スタッフ
監督: クロード・シャブロル
製作: クロード・シャブロル
脚本: クロード・シャブロル
撮影: アンリ・ドカエ
音楽: ポール・ミスラギ
キャスト
シャルル / ジェラール・ブラン
ポール / ジャン・クロード・ブリアリ
フロランス / ジュリエット・メニエル
クロヴィス / クロード・セルヴァル
ジュヌヴィエ-ヴ / ジュヌヴィエーヴ・クリニュー
イヴォンヌ / ミッシェル・メリッツ
本屋の主人 / ギィ・ドコンブル
フランソワーズ / ステファーヌ・オードラン
ミネルヴァ伯爵 / コッラード・グアルドゥチ
日本公開: 1959年
製作国: フランス アジム・フィルム作品
配給: 東和
あらすじとコメント
前回の「フランス式十戒」(1962)のラストの挿話で、『昨今流行のヌーヴェル・ヴァーグ風』と劇中の台詞で揶揄され、その主人公を演じたジャン・クロード・ブリアリ。その元となるイメージを作り上げた元祖ヌーヴェル・ヴァーグ作品の一本。
フランス、パリ。プロヴァンスの田舎町から大学の試験を受けるためにやって来たシャルル(ジェラール・ブラン)は、やはり試験を控えたいとこのポール(ジャン・クロード・ブリアリ)の部屋に居候することになる。
しかし、ポールは「人生を適当に楽しくやる」がモットーの若者で、仲間たちと連日遊び呆けていた。シャルルが来る前も、20歳のフロランス(ジュリエット・メニエル)の妊娠の相談を適当にはぐらかしていた。一方のシャルルは、真面目を絵に描いたような若者で、初めての都会に戸惑っていた。
翌日、友達に紹介するからとポールに連れて行かれた先で、フロランスを認めたシャルルは・・・
フランス映画に革命をもたらせた『ヌーヴェル・ヴァーグ』の走りとなった作品。
パリという都会に住み、「我が世の春よ」とばかりに無軌道に遊びまわる若者たち。酒を浴び、男女間のセックスも挨拶みたいなもの。仲間内のパーティーを盛上げるためには、仕事相手のイタリアの伯爵や、トルコ人の大道芸人さえも、余興相手として弄ぶ。
エピキュリアン(享楽主義者)たちの宴は、昼夜問わず、気が向けば行われる。ただし、この乱痴気騒ぎは、アメリカ人や日本人のそれとは完全に一線を画している。つまり、スノッブで格好イイのだ。

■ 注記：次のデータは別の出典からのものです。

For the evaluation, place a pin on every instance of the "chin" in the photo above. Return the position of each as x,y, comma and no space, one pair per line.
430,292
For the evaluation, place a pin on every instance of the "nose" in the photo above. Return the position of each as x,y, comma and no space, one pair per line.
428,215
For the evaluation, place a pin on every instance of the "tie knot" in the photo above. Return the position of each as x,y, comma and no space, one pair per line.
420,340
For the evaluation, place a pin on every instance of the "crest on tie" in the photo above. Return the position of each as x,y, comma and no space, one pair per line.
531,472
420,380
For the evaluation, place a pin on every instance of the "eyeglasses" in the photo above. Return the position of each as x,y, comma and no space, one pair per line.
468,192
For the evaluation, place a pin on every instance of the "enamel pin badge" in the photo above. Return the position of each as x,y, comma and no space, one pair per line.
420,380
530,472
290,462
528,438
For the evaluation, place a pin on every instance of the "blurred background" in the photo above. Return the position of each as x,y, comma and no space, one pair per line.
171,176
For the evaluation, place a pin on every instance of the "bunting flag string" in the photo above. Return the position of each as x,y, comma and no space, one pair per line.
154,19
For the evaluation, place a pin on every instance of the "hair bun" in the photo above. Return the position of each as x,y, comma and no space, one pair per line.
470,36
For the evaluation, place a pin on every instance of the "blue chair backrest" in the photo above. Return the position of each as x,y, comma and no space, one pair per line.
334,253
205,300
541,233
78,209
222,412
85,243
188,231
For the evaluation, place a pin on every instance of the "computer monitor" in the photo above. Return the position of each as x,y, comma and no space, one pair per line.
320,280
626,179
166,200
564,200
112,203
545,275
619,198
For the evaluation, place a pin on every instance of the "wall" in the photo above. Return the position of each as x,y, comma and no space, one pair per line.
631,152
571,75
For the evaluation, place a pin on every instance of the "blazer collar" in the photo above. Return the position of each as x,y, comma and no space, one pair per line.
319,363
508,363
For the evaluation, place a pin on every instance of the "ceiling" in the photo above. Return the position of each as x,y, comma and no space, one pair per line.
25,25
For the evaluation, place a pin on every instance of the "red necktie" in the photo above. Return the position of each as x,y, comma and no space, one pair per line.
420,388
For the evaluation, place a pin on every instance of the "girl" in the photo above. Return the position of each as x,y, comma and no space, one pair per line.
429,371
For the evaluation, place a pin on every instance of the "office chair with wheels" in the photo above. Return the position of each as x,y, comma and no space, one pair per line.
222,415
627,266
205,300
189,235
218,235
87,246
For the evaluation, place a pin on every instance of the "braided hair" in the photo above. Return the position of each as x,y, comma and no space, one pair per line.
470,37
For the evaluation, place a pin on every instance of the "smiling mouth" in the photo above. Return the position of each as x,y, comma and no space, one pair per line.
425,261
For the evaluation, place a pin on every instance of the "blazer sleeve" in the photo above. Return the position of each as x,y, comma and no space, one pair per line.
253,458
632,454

この違いは、むしろ憧れの対象として捕らえられる。そんな世界に、地方から生真面目な学生が放り込まれてくる。そんな主人公は、母親に手紙を書き、近所の書店で真面目な本を見比べる。書店の主は、昨今のパリには存在しえないタイプだと、一瞬で『地方出身者』と見抜く。しかし、店主は暖かい視線で主人公を励ます。
一方で、いとこの色男は、何とか主人公をパリジャンにしようと粉をかけていく。しかし、主人公とて、年頃の若者だ。そこで、アンニュイな女性に一目惚れしてしまう。
ところが、彼女がどのようなタイプなのかを知らない。そして主人公以外は、全員が彼女の素性を知っている。そんな彼女も、初めて接する好青年に興味を抱く。
ストーリィ的には、どこか破綻しながら、『普通』とは確実に違う、『風情』を持つカットの連続。どこか無軌道でありながら、単なるバカではないという妙な格好良ささえ漂う。
周りに振り回されながら、自分はバカでないと思い込みたいタイプとも違う。自分は完全に他人とは違う、ということを見せ付けるために、敢えて、反社会的な価値観を試そうとする。
ゆえに、本作で描かれるパリの人間たちは主人公の名前を覚えようとせず、『いとこ』と部外者のように呼ぶ。そういうことで自分の存在意義を表現しようとする若者たち。
監督のクロード・シャブロル自身も映画の登場人物と、ほぼ同年代。今見ると、やはり時代の流れの早さを感じるストーリィ展開だが、その暗喩する勝者と敗者の差は人間同様、単純ではなく、漠然とした曖昧さゆえに『個性』となる原理があると言いたいのだろうか。